When I am calculating the 100 percentile of the histogram, it gives the upper bin limit of the histogram, which is not the exact value.
also I reffered TH1 class, https://root.cern.ch/doc/master/classTH1.html
Below I am attaching the code I used,
I have 100 root files now.

void pprd()
{
int nfile=100;
TList*list=new TList;
for(int i=1;i<=nfile;++i){
string name="pp"+to_string(i)+".root";
TFile*f=TFile::Open(name.c_str());
TTree*T=(TTree*)f->Get("T");
T->Draw("multiplicity>>h","","goff");
TH1F*h=(TH1F*)gDirectory->Get("h");
list->Add(h);
}
TH1F*hist=new TH1F("hist","Ths",50,0,100);
hist->Reset();
hist->Merge(list);
const int nq=100;
double qn[nq]; //position where to compute the quantiles
double qnv[nq]; //array to contain the quantiles
for(int j=0;j<nq;++j){
qnv[j]=float (j+1)/nq;
hist->GetQuantiles(nq,qn,qnv);
cout<<j+1<<" "<<qn[j]<<endl;
}

I don’t know what changes can give the correct answer.
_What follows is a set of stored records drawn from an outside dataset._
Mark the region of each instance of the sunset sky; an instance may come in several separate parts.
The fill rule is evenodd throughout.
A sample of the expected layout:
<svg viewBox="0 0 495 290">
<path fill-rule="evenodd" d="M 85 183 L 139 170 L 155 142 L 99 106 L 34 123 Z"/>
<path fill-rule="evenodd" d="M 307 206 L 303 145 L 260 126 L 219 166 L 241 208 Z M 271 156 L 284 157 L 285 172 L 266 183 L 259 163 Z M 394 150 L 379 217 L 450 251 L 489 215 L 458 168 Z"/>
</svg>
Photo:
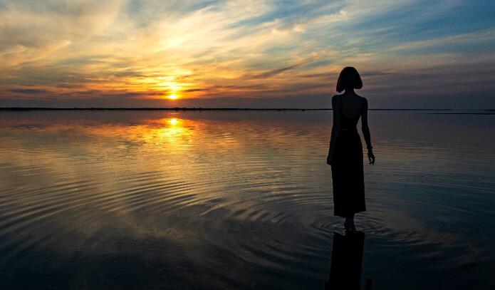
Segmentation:
<svg viewBox="0 0 495 290">
<path fill-rule="evenodd" d="M 495 108 L 493 1 L 0 0 L 0 107 Z"/>
</svg>

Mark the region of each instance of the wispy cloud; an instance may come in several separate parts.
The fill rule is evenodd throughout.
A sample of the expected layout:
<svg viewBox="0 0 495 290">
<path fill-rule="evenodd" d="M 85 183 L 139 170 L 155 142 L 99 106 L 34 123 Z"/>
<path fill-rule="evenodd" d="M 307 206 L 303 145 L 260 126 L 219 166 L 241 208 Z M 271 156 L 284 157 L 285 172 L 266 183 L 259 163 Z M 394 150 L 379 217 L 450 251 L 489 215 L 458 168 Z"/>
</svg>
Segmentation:
<svg viewBox="0 0 495 290">
<path fill-rule="evenodd" d="M 495 64 L 489 2 L 3 0 L 0 105 L 330 95 L 348 65 L 383 103 L 427 93 L 410 86 L 428 83 L 425 71 L 444 86 L 428 93 L 488 90 L 469 68 Z"/>
</svg>

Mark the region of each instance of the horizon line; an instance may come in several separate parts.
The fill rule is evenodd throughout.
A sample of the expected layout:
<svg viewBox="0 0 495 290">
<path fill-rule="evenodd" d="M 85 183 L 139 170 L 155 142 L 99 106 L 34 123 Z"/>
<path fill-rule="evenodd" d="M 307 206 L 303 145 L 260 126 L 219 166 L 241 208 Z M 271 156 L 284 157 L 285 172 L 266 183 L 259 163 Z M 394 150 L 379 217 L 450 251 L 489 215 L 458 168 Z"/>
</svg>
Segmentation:
<svg viewBox="0 0 495 290">
<path fill-rule="evenodd" d="M 202 107 L 0 107 L 0 110 L 332 110 L 331 108 L 202 108 Z M 370 108 L 369 110 L 483 110 L 495 109 L 453 109 L 453 108 Z"/>
</svg>

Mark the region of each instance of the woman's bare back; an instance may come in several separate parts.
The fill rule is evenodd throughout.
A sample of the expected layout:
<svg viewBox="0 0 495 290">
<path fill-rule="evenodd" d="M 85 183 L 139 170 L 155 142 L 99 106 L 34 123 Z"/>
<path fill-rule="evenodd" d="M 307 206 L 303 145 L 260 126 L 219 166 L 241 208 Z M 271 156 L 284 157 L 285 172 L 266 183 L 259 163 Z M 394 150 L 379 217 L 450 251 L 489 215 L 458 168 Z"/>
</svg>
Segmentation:
<svg viewBox="0 0 495 290">
<path fill-rule="evenodd" d="M 356 118 L 361 115 L 364 98 L 355 93 L 344 93 L 342 95 L 342 114 L 350 118 Z"/>
</svg>

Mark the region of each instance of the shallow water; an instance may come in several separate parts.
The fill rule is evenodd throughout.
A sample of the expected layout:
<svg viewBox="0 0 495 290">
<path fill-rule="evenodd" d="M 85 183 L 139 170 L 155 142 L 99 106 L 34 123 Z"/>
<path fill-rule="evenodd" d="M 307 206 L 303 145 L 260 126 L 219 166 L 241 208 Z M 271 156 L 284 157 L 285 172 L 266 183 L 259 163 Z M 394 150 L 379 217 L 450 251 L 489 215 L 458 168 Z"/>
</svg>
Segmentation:
<svg viewBox="0 0 495 290">
<path fill-rule="evenodd" d="M 370 111 L 361 285 L 494 289 L 495 115 Z M 9 288 L 323 289 L 327 111 L 0 113 Z"/>
</svg>

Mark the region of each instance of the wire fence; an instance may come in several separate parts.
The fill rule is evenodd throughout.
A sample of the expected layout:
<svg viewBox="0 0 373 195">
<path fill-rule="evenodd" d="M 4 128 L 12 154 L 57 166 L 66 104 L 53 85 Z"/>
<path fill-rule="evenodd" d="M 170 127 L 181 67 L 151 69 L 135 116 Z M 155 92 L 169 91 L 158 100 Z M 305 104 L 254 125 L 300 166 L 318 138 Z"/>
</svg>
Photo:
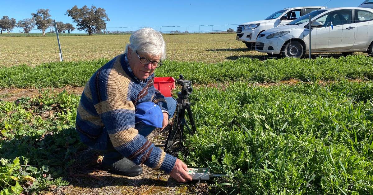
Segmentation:
<svg viewBox="0 0 373 195">
<path fill-rule="evenodd" d="M 122 26 L 119 27 L 107 27 L 105 29 L 100 31 L 100 33 L 95 34 L 130 34 L 137 30 L 145 27 L 150 27 L 158 30 L 164 34 L 179 34 L 179 33 L 211 33 L 218 32 L 226 32 L 227 30 L 231 29 L 235 31 L 238 24 L 227 24 L 227 25 L 188 25 L 188 26 Z M 54 33 L 54 27 L 49 27 L 45 30 L 46 34 L 53 34 Z M 59 30 L 60 31 L 60 30 Z M 62 35 L 65 34 L 88 34 L 85 30 L 80 30 L 75 29 L 69 32 L 67 30 L 64 31 L 64 32 L 60 32 Z M 16 27 L 12 31 L 13 33 L 24 33 L 24 31 L 22 28 Z M 41 30 L 37 29 L 31 29 L 28 33 L 24 33 L 26 36 L 29 35 L 32 36 L 33 34 L 42 33 Z M 3 32 L 6 34 L 6 32 Z M 9 34 L 9 36 L 12 35 Z M 4 35 L 3 35 L 4 36 Z M 6 35 L 5 35 L 6 36 Z M 13 35 L 13 36 L 14 36 Z"/>
<path fill-rule="evenodd" d="M 312 26 L 310 31 L 306 25 L 278 26 L 266 31 L 245 30 L 236 25 L 153 27 L 164 33 L 167 58 L 176 61 L 215 63 L 242 57 L 262 60 L 286 57 L 339 58 L 354 52 L 357 53 L 353 55 L 373 55 L 373 21 L 348 23 L 334 20 L 322 25 Z M 194 31 L 197 29 L 193 27 L 199 29 Z M 103 36 L 79 36 L 83 34 L 81 32 L 60 33 L 63 59 L 76 61 L 112 58 L 125 50 L 130 33 L 141 27 L 112 28 L 119 29 L 120 33 L 107 32 L 98 34 Z M 228 33 L 228 29 L 235 30 Z M 189 30 L 193 32 L 185 32 Z M 113 34 L 122 35 L 111 35 Z M 45 37 L 0 36 L 0 65 L 34 65 L 59 61 L 56 34 L 46 35 Z M 310 48 L 311 55 L 308 55 Z"/>
</svg>

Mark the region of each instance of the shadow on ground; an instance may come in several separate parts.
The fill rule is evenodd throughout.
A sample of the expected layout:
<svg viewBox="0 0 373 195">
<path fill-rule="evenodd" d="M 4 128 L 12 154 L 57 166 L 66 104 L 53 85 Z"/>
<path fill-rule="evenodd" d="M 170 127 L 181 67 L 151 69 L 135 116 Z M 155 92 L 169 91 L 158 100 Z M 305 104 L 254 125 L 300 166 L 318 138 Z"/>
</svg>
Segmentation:
<svg viewBox="0 0 373 195">
<path fill-rule="evenodd" d="M 314 59 L 317 58 L 321 57 L 333 58 L 336 59 L 338 59 L 342 56 L 345 57 L 346 56 L 347 56 L 338 53 L 327 54 L 319 53 L 312 54 L 311 55 L 311 58 Z M 267 54 L 263 54 L 263 55 L 248 55 L 240 56 L 231 56 L 227 57 L 225 58 L 227 59 L 231 60 L 236 60 L 239 58 L 250 58 L 258 59 L 260 61 L 264 61 L 268 59 L 275 59 L 283 58 L 283 57 L 281 57 L 279 55 L 269 55 Z M 307 59 L 308 58 L 309 58 L 309 55 L 305 55 L 302 58 L 303 59 Z"/>
</svg>

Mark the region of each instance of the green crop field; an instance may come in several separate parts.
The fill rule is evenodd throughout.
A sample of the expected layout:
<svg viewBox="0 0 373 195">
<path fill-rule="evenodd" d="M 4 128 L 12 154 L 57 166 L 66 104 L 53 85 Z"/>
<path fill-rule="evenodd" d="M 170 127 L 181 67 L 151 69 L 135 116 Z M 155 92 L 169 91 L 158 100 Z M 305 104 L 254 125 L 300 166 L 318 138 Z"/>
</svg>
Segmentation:
<svg viewBox="0 0 373 195">
<path fill-rule="evenodd" d="M 130 35 L 60 36 L 64 61 L 74 61 L 112 58 L 123 53 Z M 216 62 L 239 57 L 263 54 L 248 51 L 235 39 L 235 34 L 167 35 L 167 58 L 181 61 Z M 56 37 L 0 37 L 0 65 L 35 65 L 59 61 Z"/>
<path fill-rule="evenodd" d="M 197 131 L 187 134 L 188 149 L 179 157 L 189 167 L 229 175 L 205 189 L 214 194 L 373 194 L 373 58 L 237 59 L 263 56 L 235 35 L 165 35 L 168 59 L 156 72 L 183 74 L 194 85 Z M 88 150 L 75 130 L 80 95 L 52 89 L 84 87 L 123 52 L 129 37 L 62 37 L 63 62 L 55 62 L 53 37 L 0 37 L 0 88 L 40 89 L 15 101 L 0 95 L 0 194 L 82 187 L 79 176 L 87 175 L 74 172 L 93 159 L 97 164 L 102 154 Z M 90 183 L 110 179 L 90 175 Z M 108 188 L 98 185 L 83 187 Z"/>
</svg>

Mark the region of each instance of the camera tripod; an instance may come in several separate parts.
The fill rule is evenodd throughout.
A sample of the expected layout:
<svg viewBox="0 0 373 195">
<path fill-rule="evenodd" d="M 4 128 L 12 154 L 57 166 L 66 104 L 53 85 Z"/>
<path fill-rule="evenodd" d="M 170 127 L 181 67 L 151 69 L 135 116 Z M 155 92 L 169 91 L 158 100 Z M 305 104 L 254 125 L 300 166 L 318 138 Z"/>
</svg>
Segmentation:
<svg viewBox="0 0 373 195">
<path fill-rule="evenodd" d="M 190 103 L 188 98 L 189 95 L 193 91 L 191 87 L 192 82 L 185 80 L 182 75 L 180 75 L 179 78 L 180 79 L 176 80 L 176 82 L 182 85 L 182 87 L 181 92 L 178 93 L 178 98 L 176 100 L 177 104 L 175 112 L 176 114 L 173 121 L 172 129 L 169 133 L 164 146 L 164 152 L 171 154 L 177 152 L 182 147 L 184 127 L 186 127 L 191 134 L 195 133 L 196 130 L 194 119 L 190 107 Z M 186 113 L 185 112 L 186 110 Z M 186 113 L 188 113 L 191 129 L 185 120 Z"/>
</svg>

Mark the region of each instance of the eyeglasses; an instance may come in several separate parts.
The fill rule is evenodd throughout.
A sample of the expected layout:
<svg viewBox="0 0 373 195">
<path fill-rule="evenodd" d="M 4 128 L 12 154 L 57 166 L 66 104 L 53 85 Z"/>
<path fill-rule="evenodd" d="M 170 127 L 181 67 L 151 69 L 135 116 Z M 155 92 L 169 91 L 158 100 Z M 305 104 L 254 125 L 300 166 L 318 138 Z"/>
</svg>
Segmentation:
<svg viewBox="0 0 373 195">
<path fill-rule="evenodd" d="M 139 57 L 140 59 L 140 63 L 144 64 L 144 65 L 147 65 L 151 63 L 151 66 L 153 68 L 159 68 L 159 66 L 162 65 L 162 62 L 157 62 L 157 61 L 151 61 L 148 59 L 142 57 L 140 57 L 139 55 L 139 54 L 137 53 L 137 51 L 135 51 L 136 52 L 136 54 L 137 54 L 137 57 Z"/>
</svg>

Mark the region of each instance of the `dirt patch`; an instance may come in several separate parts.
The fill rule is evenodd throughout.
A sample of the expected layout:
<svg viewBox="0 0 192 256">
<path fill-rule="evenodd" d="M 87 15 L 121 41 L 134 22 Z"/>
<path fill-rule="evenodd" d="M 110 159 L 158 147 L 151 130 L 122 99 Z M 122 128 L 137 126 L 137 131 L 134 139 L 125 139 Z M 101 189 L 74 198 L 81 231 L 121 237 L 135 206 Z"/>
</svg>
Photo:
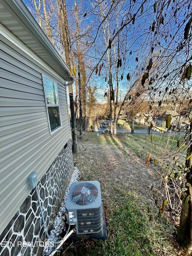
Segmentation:
<svg viewBox="0 0 192 256">
<path fill-rule="evenodd" d="M 153 185 L 153 189 L 160 190 L 158 168 L 150 164 L 146 167 L 144 160 L 124 145 L 101 145 L 88 137 L 78 141 L 78 152 L 74 154 L 74 160 L 78 163 L 81 179 L 99 181 L 104 201 L 109 200 L 115 187 L 136 191 L 148 204 L 154 201 L 151 188 Z"/>
</svg>

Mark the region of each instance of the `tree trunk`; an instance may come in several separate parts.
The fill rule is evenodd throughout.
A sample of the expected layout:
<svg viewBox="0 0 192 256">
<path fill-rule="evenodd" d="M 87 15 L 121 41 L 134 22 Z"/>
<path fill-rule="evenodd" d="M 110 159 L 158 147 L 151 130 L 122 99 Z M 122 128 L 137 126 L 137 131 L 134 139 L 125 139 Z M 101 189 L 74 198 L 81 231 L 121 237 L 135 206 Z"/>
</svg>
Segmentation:
<svg viewBox="0 0 192 256">
<path fill-rule="evenodd" d="M 191 121 L 189 132 L 190 144 L 187 152 L 187 155 L 192 154 L 192 121 Z M 190 254 L 192 251 L 192 157 L 186 160 L 185 166 L 188 170 L 186 178 L 189 186 L 188 187 L 187 194 L 190 196 L 188 203 L 182 202 L 179 227 L 177 241 L 179 245 L 187 249 Z"/>
<path fill-rule="evenodd" d="M 62 5 L 60 0 L 58 0 L 58 2 L 60 6 L 61 20 L 63 21 L 62 23 L 62 37 L 63 40 L 65 49 L 65 54 L 66 63 L 69 69 L 70 68 L 70 64 L 69 56 L 69 46 L 68 40 L 68 25 L 67 14 L 67 8 L 65 0 L 62 1 Z M 76 118 L 75 114 L 74 104 L 73 98 L 73 85 L 69 86 L 69 99 L 70 102 L 70 109 L 71 118 L 71 128 L 72 128 L 72 136 L 73 137 L 73 144 L 72 151 L 73 152 L 77 152 L 77 131 L 76 127 Z"/>
<path fill-rule="evenodd" d="M 132 116 L 131 117 L 131 133 L 135 133 L 134 131 L 134 121 L 135 117 Z"/>
<path fill-rule="evenodd" d="M 76 18 L 76 24 L 77 26 L 76 33 L 77 38 L 77 51 L 78 57 L 78 84 L 79 85 L 79 121 L 80 121 L 80 139 L 82 139 L 83 135 L 82 132 L 82 116 L 81 104 L 81 93 L 82 86 L 81 81 L 81 60 L 80 56 L 81 55 L 81 50 L 80 49 L 80 44 L 79 38 L 79 24 L 78 20 L 78 16 L 77 9 L 77 5 L 76 0 L 75 0 L 75 16 Z"/>
</svg>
I am hoping that you got my point
thank you …

That is the 100 percentile of the histogram (if there are entries in that bin), being binned data. If you want the max of the “original” data, you have to look at the original data, not a histogram.

Thank you,
It also gives the same result. I need that percentile value for further calculations. The problem I am facing is finding the last bin that has an entry, which is near the upper limit.

@moneta I can confirm this bug.
It seems to me that, for the “100 %” case, ROOT should return the upper edge of the last bin with non-zero content, not the low edge of the very last bin.
A similar problem exists for the “0 %” case. ROOT should return the low edge of the first bin with non-zero content, not the low edge of the preceding bin (with zero content).

{
TH1F *h = new TH1F("h", "h", 30, -100., 200.); h->Draw();
for(int j = 11; j <= 20; j++) h->SetBinContent(j, 1.);
const int nq = 100;
double xq[(nq + 1)]; // positions where to compute the quantiles in [0., 1.]
for(int j = 0; j <= nq; j++) xq[j] = double(j) / double(nq);
double yq[(nq + 1)]; // array to contain the quantiles
h->GetQuantiles(nq + 1, yq, xq);
// note: "0 %" should return 0 and "100 %" should return 100
for(int j = 0; j <= nq; j++) std::cout << j << " % : " << yq[j] << "\n";
}